Adams diz que o e-mail é encontrado no Google. E acrescenta que o Twitter expõe, em suas regras, que se uma informação foi previamente postada em qualquer lugar na internet, antes do tweet, isso não se constitui em violação das polices.
Movimento, insultos e expulsão
Atletas dos Estados Unidos usaram o Twitter para protestar contra uma cláusula do Comite Olímpico Internacional (COI). A regra, mencionada no microblog com a hashtag #rule40, impede que os desportistas mencionem na midia social seus patrocinadores pessoais, para que não se corra o risco de marketing de emboscada (para saber mais detalhes, leia “Atletas pedem ‘liberdade’ nas redes sociais”). Contra essa medida surgiu o movimento #WeDemandChange.
Outro episódio que evidencia como as redes sociais têm papel decisivo na relação do público com os Jogos foi a exclusão de um atleta suíço das olimpíadas. Michel Morganella, relacionado no time de futebol do país, ofendeu sul-coreanos ao chamá-los de “atrasados mentais”, numa estúpida provocação publicada no Twitter. Ele teve de voltar para casa e sua conta no microblog não está mais ativa. Pelo lado brasileiro, a judoca Rafaela Silva também perdeu controle ao reagir a comentários de seguidores no site, usando palavrões. A delegação brasileira avisou que não dará punições a atleta por entender que a judoca estava de cabeça quente.
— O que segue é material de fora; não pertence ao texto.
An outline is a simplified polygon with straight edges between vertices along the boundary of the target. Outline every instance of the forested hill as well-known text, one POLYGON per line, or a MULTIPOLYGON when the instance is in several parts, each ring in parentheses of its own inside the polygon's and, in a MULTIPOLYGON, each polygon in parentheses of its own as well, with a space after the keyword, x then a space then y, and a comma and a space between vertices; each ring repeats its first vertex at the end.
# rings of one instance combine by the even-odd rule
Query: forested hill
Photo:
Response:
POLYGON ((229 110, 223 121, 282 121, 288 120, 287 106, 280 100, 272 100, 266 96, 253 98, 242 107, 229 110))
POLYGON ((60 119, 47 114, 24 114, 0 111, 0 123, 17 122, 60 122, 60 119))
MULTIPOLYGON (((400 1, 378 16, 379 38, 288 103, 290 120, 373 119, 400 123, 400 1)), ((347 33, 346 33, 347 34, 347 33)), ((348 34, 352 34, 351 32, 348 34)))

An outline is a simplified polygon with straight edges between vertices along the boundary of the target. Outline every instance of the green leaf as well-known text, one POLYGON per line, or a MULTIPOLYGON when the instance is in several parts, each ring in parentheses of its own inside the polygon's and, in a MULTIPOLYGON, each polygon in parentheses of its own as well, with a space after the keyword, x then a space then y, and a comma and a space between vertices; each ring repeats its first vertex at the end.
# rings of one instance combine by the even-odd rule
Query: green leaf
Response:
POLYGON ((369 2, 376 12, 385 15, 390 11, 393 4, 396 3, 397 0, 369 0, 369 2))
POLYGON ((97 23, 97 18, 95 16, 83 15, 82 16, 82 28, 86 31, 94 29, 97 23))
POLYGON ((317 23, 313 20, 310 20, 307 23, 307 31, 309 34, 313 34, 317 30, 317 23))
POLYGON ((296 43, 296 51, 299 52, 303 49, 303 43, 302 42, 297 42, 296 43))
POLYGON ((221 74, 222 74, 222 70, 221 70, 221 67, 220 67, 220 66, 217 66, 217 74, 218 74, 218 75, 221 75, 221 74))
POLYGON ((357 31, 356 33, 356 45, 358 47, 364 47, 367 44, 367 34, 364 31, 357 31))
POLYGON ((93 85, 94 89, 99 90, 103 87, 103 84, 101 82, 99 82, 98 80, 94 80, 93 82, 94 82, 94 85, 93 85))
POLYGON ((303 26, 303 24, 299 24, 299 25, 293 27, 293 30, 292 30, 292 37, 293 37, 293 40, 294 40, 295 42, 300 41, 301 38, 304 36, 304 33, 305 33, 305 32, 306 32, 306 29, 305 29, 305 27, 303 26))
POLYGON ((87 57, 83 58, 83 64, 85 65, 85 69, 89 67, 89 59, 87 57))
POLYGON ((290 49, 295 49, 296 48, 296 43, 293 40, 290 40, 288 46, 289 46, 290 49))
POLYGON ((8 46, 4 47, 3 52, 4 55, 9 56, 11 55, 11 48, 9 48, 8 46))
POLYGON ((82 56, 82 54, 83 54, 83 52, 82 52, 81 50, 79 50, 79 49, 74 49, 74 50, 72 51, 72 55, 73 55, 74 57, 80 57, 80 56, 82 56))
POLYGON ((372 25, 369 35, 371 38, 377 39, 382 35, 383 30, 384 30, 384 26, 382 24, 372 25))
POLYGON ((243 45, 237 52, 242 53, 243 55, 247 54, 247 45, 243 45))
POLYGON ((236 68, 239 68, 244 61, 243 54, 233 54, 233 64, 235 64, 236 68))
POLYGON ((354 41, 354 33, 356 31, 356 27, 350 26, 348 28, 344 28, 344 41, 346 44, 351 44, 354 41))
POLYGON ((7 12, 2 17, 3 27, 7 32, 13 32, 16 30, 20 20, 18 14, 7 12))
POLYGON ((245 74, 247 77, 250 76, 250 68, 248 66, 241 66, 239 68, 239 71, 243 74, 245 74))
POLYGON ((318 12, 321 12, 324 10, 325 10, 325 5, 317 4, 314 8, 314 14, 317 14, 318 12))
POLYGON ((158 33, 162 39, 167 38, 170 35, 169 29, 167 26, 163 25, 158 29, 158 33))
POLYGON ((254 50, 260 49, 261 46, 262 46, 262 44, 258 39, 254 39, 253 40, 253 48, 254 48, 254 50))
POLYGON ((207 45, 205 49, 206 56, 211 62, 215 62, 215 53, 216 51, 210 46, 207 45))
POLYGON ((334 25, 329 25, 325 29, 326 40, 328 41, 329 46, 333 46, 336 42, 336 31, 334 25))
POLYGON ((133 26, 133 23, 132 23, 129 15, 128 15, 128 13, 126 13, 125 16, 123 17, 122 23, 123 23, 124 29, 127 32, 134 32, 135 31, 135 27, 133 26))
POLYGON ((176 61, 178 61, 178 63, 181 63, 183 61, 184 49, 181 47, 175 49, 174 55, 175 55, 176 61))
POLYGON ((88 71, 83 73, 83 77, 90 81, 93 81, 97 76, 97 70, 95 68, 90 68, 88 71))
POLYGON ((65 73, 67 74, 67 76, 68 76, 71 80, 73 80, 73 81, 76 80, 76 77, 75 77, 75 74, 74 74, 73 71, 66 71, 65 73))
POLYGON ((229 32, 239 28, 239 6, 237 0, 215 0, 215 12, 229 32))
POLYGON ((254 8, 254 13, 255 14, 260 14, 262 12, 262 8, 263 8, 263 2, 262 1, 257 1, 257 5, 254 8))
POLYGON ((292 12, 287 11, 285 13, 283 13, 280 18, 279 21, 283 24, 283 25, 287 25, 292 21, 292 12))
São histórias assim que indicam que, de todo modo, estes Jogos se sacramentam como aqueles em que a mídia social revela seu amplo poder de fogo. E que, se é uma bela estratégia para engajar público e gerar relacionamento, pode ser também a maneira mais rápida de se deflagrar e espalhar uma crise. Isso deve ser levado em conta.